2k views Asked by At

I want to make two CUBLAS APIs(eg.cublasDgemm) really execute concurrently in two cudaStreams.

As we know, the CUBLAS API is asynchronous,level 3 routines like cublasDgemm don't block the host,that means the following codes (in default cudaStream) will run on concurrently:

cublasDgemm();
cublasDgemm();

BUT,when I profile the program with "NVIDIA Visual Profiler" , it shows that they run on orderly.

Then,I try to make them bind to different cudaStreams,the pseudocode is:

// Create a stream for every DGEMM operation
cudaStream_t *streams = (cudaStream_t *) malloc(batch_count*sizeof(cudaStream_t));
for(i=0; i<batch_count; i++)
    cudaStreamCreate(&streams[i]);

// Set matrix coefficients
double alpha = 1.0;
double beta  = 1.0;

// Launch each DGEMM operation in own CUDA stream
for(i=0; i<batch_count; i++){
    // Set CUDA stream
    cublasSetStream(handle, streams[i]);

    // DGEMM: C = alpha*A*B + beta*C
    cublasDgemm(handle,
                CUBLAS_OP_N, CUBLAS_OP_N,
                dim, dim, dim,
                &alpha,
                d_A[i], dim,
                d_B[i], dim,
                &beta,
                d_C[i], dim);
}

When the batch_count=5, the result showed by "NVIDIA Visual Profiler " is :

Multi-CublasDegmm Rountines Execution Result With Multi-Streams

The result shows that they still run on orderly. How to make multi cublas apis run on really concurrently in multi cudaStreams,like this:

Multi-Kernels Execution Result With Multi-Streams,They Run on Really Concurrnently

Does anybody has any idea ? Thanks.

1

There are 1 answers

7
Yangsong Zhang On

Firstly, thanks for @Robert Crovella's comments.

According to @Robert Crovella's help and my research,we can run multi CUBLAS APIs(e.g. cublasDgemm) concurrently in some special cases, but most of cases can not.

CASE 1:When I execute cublasDgemm with large dims of (m=n=k=1024*8) on K40, the profiler show the result as following: cublasDgemm with dims of (M=N=K=1024*8)

CASE 2:When I execute cublasDgemm with small dims of (m=n=k=64) on K40, the profiler show the result as following: cublasDgemm with dims of (M=N=K=64)

CASE 3:BUT when I execute cublasDgemm with dims of (m=n=k=256) on K40, the profiler show the result as following: cublasDgemm with dims of (M=N=K=256)

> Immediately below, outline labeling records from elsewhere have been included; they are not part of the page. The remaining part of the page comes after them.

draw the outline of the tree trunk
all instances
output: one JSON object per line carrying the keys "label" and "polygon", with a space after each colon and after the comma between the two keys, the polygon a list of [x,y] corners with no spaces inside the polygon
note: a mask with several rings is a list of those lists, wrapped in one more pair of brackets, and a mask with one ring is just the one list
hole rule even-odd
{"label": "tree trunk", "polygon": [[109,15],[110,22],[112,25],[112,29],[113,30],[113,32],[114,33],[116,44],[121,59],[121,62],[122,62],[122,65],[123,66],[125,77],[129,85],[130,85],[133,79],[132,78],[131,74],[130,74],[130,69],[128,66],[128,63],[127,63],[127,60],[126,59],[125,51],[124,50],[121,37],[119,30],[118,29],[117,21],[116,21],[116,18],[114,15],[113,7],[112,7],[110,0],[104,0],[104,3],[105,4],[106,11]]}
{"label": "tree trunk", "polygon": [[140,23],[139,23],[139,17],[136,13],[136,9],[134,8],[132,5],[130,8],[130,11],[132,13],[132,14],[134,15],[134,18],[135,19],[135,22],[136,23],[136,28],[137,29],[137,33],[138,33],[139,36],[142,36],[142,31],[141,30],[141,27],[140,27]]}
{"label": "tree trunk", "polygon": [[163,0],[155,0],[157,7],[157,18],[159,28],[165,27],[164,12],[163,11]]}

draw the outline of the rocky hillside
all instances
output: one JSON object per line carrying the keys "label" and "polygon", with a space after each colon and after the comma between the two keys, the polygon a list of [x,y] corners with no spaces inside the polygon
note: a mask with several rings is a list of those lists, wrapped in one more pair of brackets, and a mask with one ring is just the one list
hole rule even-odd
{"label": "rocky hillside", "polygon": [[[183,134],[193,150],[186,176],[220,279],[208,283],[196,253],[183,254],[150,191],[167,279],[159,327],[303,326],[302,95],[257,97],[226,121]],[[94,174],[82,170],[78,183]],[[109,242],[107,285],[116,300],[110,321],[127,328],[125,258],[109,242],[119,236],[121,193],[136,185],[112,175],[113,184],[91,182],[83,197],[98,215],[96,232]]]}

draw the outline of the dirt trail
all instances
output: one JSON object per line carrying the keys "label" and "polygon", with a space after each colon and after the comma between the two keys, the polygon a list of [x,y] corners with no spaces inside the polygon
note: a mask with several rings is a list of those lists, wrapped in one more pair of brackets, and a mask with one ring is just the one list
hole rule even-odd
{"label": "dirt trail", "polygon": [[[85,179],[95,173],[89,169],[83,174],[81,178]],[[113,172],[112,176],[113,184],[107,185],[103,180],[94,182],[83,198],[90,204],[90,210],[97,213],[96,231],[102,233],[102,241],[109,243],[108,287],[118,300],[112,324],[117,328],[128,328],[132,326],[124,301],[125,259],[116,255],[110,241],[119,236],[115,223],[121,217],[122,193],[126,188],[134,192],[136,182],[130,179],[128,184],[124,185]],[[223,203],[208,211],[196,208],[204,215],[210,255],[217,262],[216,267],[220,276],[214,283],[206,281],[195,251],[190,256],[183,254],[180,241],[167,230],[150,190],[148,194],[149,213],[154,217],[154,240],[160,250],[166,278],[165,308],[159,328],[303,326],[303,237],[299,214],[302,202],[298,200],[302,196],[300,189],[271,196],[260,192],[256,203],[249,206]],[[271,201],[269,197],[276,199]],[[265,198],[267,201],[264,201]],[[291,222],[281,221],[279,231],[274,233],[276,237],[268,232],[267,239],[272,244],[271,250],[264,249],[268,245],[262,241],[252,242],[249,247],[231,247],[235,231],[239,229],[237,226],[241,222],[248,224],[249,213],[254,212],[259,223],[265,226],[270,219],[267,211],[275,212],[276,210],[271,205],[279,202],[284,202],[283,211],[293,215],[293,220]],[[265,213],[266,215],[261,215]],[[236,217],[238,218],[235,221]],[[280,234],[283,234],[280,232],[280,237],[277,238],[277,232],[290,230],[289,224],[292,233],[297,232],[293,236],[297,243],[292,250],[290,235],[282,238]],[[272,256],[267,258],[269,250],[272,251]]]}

From the result of CASE 1 and CASE 2 ,it shows that we can not, not only with large dims and also small dims, run CUBLAS APIs concurrently. The reason for case 1 is that the gpu resources have been used up,so no left room to run another routines, and for case 2, it is the latency of two kernels launch that cause it's difficulty to see con.